Since knuckle-cracking is often an indicator of stress or anxiety, it can help to get to the bottom of what's causing your nervousness in the first place -- you may crack your knuckles more often at work than at home, for example -- and address those sources directly. Or try keeping your hands occupied with something less harmful, like doodling.
If you wake up with stiff, swollen hands, consider wearing gloves to bed. Swelling can occur when body fluids resettle at night, says Mary Moore, MD, a retired professor of medicine and rheumatology at Temple University School of Medicine. Try a snug-fitting pair of stretchy gloves like Isotoners.
You know that old Streisand song that says people who need people are the luckiest people in the world? Well, denying those needs can lead to physical pain. "Experiencing chronic pain can be a very isolating experience," says Andrew Bertagnolli, PhD, a former member of the board of directors at the American Chronic Pain Association and psychologist in group practice at the Spine Care Medical Group. "We're social creatures, but pain can make you withdraw from others and may lead to feelings of depression -- which has been linked to increased pain."
To manage your aches, try nurturing your connections. "People who have good social support, and use it well, manage their pain better," says Nomita Sonty, PhD, associate clinical professor in the division of pain medicine of the anesthesiology department at Columbia University. Rather than, say, skip a friend's party because you don't think you can handle sitting for 5 hours, make it a point to go and stay for only an hour. Also, support groups can remind you that you're not alone and give you advice on how to better manage pain.
Pills can offer some relief from arthritis, but natural cures have a bigger payoff in the long run. "The most common pain relief prescribed for arthritis is nonsteroidal anti-inflammatory drugs, or NSAIDS, that kill an estimated 16,500 Americans every year from bleeding ulcers," says Dr. Teitelbaum. To ease aches naturally, Dr. Teitelbaum suggests trying a combination of two cartilage-building nutrients known as glucosamine sulfate and methylsulfonylmethane, or MSM. Taking 750 milligrams of glucosamine sulfate two times a day for at least 6 weeks relieves pain and heals joints by building up the cartilage that protects the ends of bones so they don't run together. For optimum results, take glucosamine with 400 milligrams of MSM three times a day, which may slash inflammatory chemicals called cytokines linked with arthritis pain.
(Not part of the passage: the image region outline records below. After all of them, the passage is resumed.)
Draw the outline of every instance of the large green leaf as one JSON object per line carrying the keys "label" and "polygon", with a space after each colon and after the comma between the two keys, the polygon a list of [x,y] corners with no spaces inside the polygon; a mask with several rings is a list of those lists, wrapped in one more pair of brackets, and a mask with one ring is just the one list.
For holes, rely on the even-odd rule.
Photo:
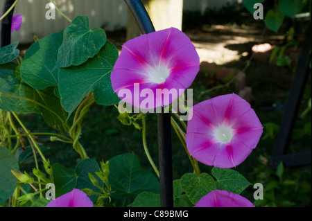
{"label": "large green leaf", "polygon": [[101,28],[91,30],[89,18],[78,16],[64,30],[63,42],[58,49],[55,69],[80,65],[96,55],[106,43]]}
{"label": "large green leaf", "polygon": [[160,194],[150,192],[140,193],[130,206],[132,207],[160,207]]}
{"label": "large green leaf", "polygon": [[[52,169],[56,197],[70,192],[73,188],[81,190],[87,188],[98,193],[100,190],[92,183],[89,178],[89,173],[98,179],[100,185],[103,185],[103,182],[95,175],[95,172],[100,171],[100,167],[93,159],[81,160],[77,163],[75,169],[66,168],[58,163],[53,164]],[[95,200],[95,197],[92,196],[90,198],[92,200]]]}
{"label": "large green leaf", "polygon": [[110,73],[118,58],[118,51],[107,42],[100,53],[87,62],[59,73],[59,91],[62,105],[70,114],[88,93],[93,91],[96,102],[101,105],[112,105],[120,99],[112,88]]}
{"label": "large green leaf", "polygon": [[195,205],[204,195],[216,190],[216,184],[211,176],[202,173],[198,177],[195,173],[186,173],[180,179],[181,186]]}
{"label": "large green leaf", "polygon": [[211,174],[216,179],[218,190],[240,194],[251,184],[241,174],[232,169],[214,167]]}
{"label": "large green leaf", "polygon": [[8,148],[0,146],[0,204],[12,195],[17,184],[11,170],[19,170],[15,157]]}
{"label": "large green leaf", "polygon": [[62,40],[62,33],[56,33],[31,46],[21,66],[21,78],[24,82],[39,90],[58,86],[59,69],[53,68]]}
{"label": "large green leaf", "polygon": [[266,0],[245,0],[245,7],[251,13],[254,14],[255,9],[254,6],[256,3],[263,3]]}
{"label": "large green leaf", "polygon": [[0,108],[18,113],[41,113],[49,125],[62,130],[67,116],[53,90],[31,87],[21,80],[15,64],[0,65]]}
{"label": "large green leaf", "polygon": [[159,193],[159,184],[154,175],[144,170],[133,153],[124,154],[110,159],[110,184],[116,191],[112,197],[124,199],[146,191]]}
{"label": "large green leaf", "polygon": [[17,49],[18,42],[5,46],[0,48],[0,64],[12,62],[19,55],[19,50]]}
{"label": "large green leaf", "polygon": [[285,16],[294,17],[300,12],[307,1],[304,0],[279,1],[279,8]]}
{"label": "large green leaf", "polygon": [[279,11],[278,8],[270,9],[264,17],[264,24],[272,30],[277,33],[283,24],[285,16]]}

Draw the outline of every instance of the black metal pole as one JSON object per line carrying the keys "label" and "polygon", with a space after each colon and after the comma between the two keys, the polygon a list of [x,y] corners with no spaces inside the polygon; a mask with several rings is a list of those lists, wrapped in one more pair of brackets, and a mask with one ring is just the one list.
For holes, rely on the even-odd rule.
{"label": "black metal pole", "polygon": [[[289,96],[287,99],[286,108],[281,119],[280,130],[277,136],[272,157],[270,159],[270,166],[272,168],[275,168],[277,166],[279,160],[283,159],[282,157],[287,152],[287,148],[289,145],[293,126],[302,98],[304,85],[306,84],[309,75],[311,73],[309,68],[309,63],[311,61],[311,24],[310,24],[306,31],[305,40],[302,45],[302,50],[299,57],[295,78],[291,87]],[[311,152],[309,158],[310,160],[304,161],[304,162],[311,163]],[[303,157],[300,159],[297,157],[295,159],[298,159],[297,163],[300,165],[304,162],[303,159],[306,158]]]}
{"label": "black metal pole", "polygon": [[[125,0],[137,20],[142,34],[155,31],[152,21],[140,0]],[[160,206],[173,207],[171,114],[157,114],[159,162]]]}
{"label": "black metal pole", "polygon": [[[3,7],[3,11],[2,15],[6,12],[6,11],[14,3],[15,0],[6,0]],[[1,20],[1,47],[11,44],[11,26],[12,19],[13,17],[14,8],[8,13],[6,17]]]}

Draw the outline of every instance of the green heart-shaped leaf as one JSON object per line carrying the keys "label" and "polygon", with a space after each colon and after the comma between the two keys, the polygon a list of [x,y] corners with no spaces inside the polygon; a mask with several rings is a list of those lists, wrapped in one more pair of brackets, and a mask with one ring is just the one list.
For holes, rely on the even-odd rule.
{"label": "green heart-shaped leaf", "polygon": [[107,42],[99,53],[87,62],[60,70],[62,105],[69,115],[91,91],[98,105],[112,105],[119,102],[110,81],[110,73],[117,58],[118,50],[112,43]]}
{"label": "green heart-shaped leaf", "polygon": [[182,188],[193,205],[204,195],[216,190],[214,178],[205,173],[200,177],[195,173],[186,173],[182,176],[180,181]]}
{"label": "green heart-shaped leaf", "polygon": [[0,64],[12,62],[19,55],[19,50],[17,49],[18,42],[6,45],[0,48]]}
{"label": "green heart-shaped leaf", "polygon": [[285,15],[279,11],[278,8],[270,9],[264,17],[264,24],[268,28],[277,33],[283,24],[284,17]]}
{"label": "green heart-shaped leaf", "polygon": [[140,193],[130,205],[132,207],[160,207],[160,194]]}
{"label": "green heart-shaped leaf", "polygon": [[[95,172],[100,171],[100,167],[96,161],[91,159],[81,160],[77,163],[75,169],[66,168],[58,163],[53,164],[52,168],[56,197],[70,192],[73,188],[81,190],[87,188],[94,192],[101,191],[92,183],[89,173],[97,179],[100,185],[103,185],[103,182],[95,175]],[[90,199],[94,200],[96,197],[91,197]]]}
{"label": "green heart-shaped leaf", "polygon": [[27,50],[21,62],[21,79],[38,90],[50,86],[58,86],[59,69],[54,69],[54,67],[58,48],[62,41],[62,33],[57,33],[33,44]]}
{"label": "green heart-shaped leaf", "polygon": [[147,191],[159,193],[159,184],[154,175],[144,170],[133,153],[124,154],[110,159],[110,184],[116,191],[112,197],[124,199]]}
{"label": "green heart-shaped leaf", "polygon": [[80,65],[96,55],[106,43],[101,28],[91,30],[89,18],[78,16],[64,30],[63,42],[58,49],[55,69]]}
{"label": "green heart-shaped leaf", "polygon": [[256,3],[263,3],[266,0],[245,0],[245,7],[251,13],[254,14],[255,9],[254,6]]}
{"label": "green heart-shaped leaf", "polygon": [[214,167],[211,174],[216,179],[218,190],[240,194],[251,184],[241,174],[232,169]]}

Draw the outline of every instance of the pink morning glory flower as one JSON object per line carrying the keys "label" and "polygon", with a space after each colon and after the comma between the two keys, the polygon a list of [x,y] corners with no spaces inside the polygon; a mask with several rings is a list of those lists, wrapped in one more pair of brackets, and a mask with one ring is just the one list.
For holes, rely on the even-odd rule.
{"label": "pink morning glory flower", "polygon": [[[1,15],[0,14],[0,17],[1,17]],[[19,30],[22,22],[23,22],[23,17],[21,17],[21,14],[14,15],[13,17],[12,18],[11,33],[12,33],[14,30]]]}
{"label": "pink morning glory flower", "polygon": [[254,207],[248,199],[239,194],[216,190],[203,196],[194,207]]}
{"label": "pink morning glory flower", "polygon": [[232,168],[243,162],[257,145],[263,127],[250,105],[232,94],[194,105],[187,125],[189,154],[202,163]]}
{"label": "pink morning glory flower", "polygon": [[123,101],[154,109],[181,96],[194,80],[199,66],[190,39],[170,28],[125,42],[111,73],[112,86]]}
{"label": "pink morning glory flower", "polygon": [[74,188],[55,200],[51,200],[46,207],[93,207],[93,203],[87,194]]}

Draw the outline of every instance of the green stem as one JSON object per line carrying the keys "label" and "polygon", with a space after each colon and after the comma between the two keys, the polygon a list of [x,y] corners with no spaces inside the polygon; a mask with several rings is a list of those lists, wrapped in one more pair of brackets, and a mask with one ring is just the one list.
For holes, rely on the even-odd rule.
{"label": "green stem", "polygon": [[[12,114],[13,114],[14,117],[17,119],[17,121],[19,122],[19,125],[21,126],[21,127],[23,127],[24,130],[27,133],[29,134],[28,130],[27,130],[27,128],[25,127],[25,125],[23,124],[23,123],[21,121],[21,120],[19,119],[19,118],[17,116],[17,115],[15,113],[15,112],[12,112]],[[39,154],[40,155],[41,158],[42,159],[42,160],[44,161],[46,161],[46,157],[44,156],[44,154],[42,154],[42,152],[41,152],[40,148],[39,148],[38,145],[37,144],[37,142],[35,141],[35,139],[33,138],[33,136],[31,135],[28,135],[29,139],[31,139],[31,141],[33,142],[33,145],[35,145],[35,147],[37,149],[37,151],[38,152]]]}
{"label": "green stem", "polygon": [[58,12],[60,12],[60,14],[62,15],[62,17],[64,17],[68,21],[69,21],[70,23],[71,23],[71,20],[69,19],[68,18],[67,16],[66,16],[63,12],[62,12],[62,11],[58,8],[58,6],[56,6],[56,3],[54,2],[53,0],[50,0],[50,1],[54,5],[54,6],[55,7],[55,9],[58,10]]}
{"label": "green stem", "polygon": [[[28,136],[28,139],[30,139],[30,136]],[[28,140],[28,141],[29,141],[29,143],[31,144],[31,149],[33,150],[33,158],[35,159],[35,164],[36,166],[36,168],[37,170],[39,170],[38,161],[37,160],[37,154],[36,154],[36,151],[35,150],[35,148],[33,147],[33,141],[31,142],[31,141],[29,141],[29,140]],[[38,179],[38,183],[40,183],[40,178],[37,178],[37,179]],[[39,184],[39,189],[40,191],[42,189],[41,184]],[[42,194],[40,192],[40,198],[42,198]]]}
{"label": "green stem", "polygon": [[148,159],[148,161],[150,161],[150,165],[152,166],[153,168],[155,170],[155,173],[156,173],[158,178],[159,177],[159,171],[158,171],[158,169],[157,168],[156,166],[154,163],[154,161],[152,159],[152,157],[150,157],[150,152],[148,152],[148,149],[147,148],[146,145],[146,123],[145,121],[146,116],[142,117],[142,140],[143,140],[143,147],[144,148],[145,154],[146,154],[146,157]]}
{"label": "green stem", "polygon": [[180,119],[180,116],[179,116],[179,114],[177,114],[177,113],[173,113],[173,115],[177,117],[177,120],[179,120],[180,122],[181,123],[181,124],[182,125],[183,128],[185,130],[185,131],[187,131],[187,124],[184,123],[184,121],[181,121],[181,120]]}
{"label": "green stem", "polygon": [[[16,128],[15,125],[14,125],[13,121],[12,120],[12,116],[11,116],[11,114],[10,112],[8,112],[8,118],[9,120],[10,126],[12,127],[12,129],[13,129],[15,134],[16,135],[19,134],[19,132],[18,130]],[[17,136],[15,146],[14,147],[13,150],[12,150],[12,152],[13,153],[13,154],[15,154],[17,148],[19,148],[19,144],[20,144],[20,141],[21,141],[20,137]]]}
{"label": "green stem", "polygon": [[1,138],[12,138],[12,137],[19,137],[19,136],[29,136],[29,135],[50,135],[50,136],[59,136],[62,137],[63,139],[67,139],[67,141],[64,141],[64,142],[67,143],[73,143],[73,140],[71,140],[70,138],[68,138],[65,136],[58,134],[54,134],[54,133],[49,133],[49,132],[33,132],[33,133],[27,133],[27,134],[18,134],[15,135],[9,135],[9,136],[1,136]]}
{"label": "green stem", "polygon": [[94,96],[88,96],[79,105],[73,117],[73,125],[69,130],[69,134],[71,139],[73,139],[73,149],[80,154],[81,159],[89,158],[83,146],[79,143],[78,140],[81,134],[81,124],[83,116],[87,112],[90,106],[95,103],[94,100],[90,101],[90,99],[92,98]]}
{"label": "green stem", "polygon": [[0,21],[2,20],[3,19],[4,19],[6,17],[6,16],[7,16],[8,15],[8,13],[10,13],[10,12],[13,9],[13,8],[15,6],[16,3],[17,3],[17,1],[19,1],[19,0],[16,0],[13,4],[11,6],[11,7],[10,7],[10,8],[6,12],[6,13],[4,13],[1,17],[0,17]]}

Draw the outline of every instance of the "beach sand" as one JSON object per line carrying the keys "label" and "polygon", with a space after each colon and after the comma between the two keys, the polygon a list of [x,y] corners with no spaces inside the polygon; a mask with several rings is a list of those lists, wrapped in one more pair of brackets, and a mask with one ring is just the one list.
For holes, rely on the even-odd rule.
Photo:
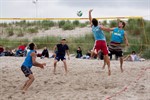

"I've found that eating foods known to fight inflammation, a symptom of both rheumatoid arthritis and osteoarthritis, may ease pain," saysPrevention advisor and integrative health expert Andrew Weil, MD. He recommends that your weekly diet include several servings of anti-inflammatory omega-3 fatty acids from foods such as wild Alaskan salmon and other cold-water fish, freshly ground flaxseed, omega-3-fortified eggs, and walnuts. Season meals with ginger and turmeric as often as possible; these spices appear to possess anti-inflammatory properties.
You may have heard that certain vegetables, such as tomatoes, potatoes, peppers, and eggplant, can worsen arthritis pain. Weil says he's seen little good scientific evidence to support this theory. However, two ingredients known to trigger inflammation are polyunsaturated vegetable oils (such as corn and soy oils) and the partially hydrogenated oils found in many margarines, vegetable shortenings, and processed foods.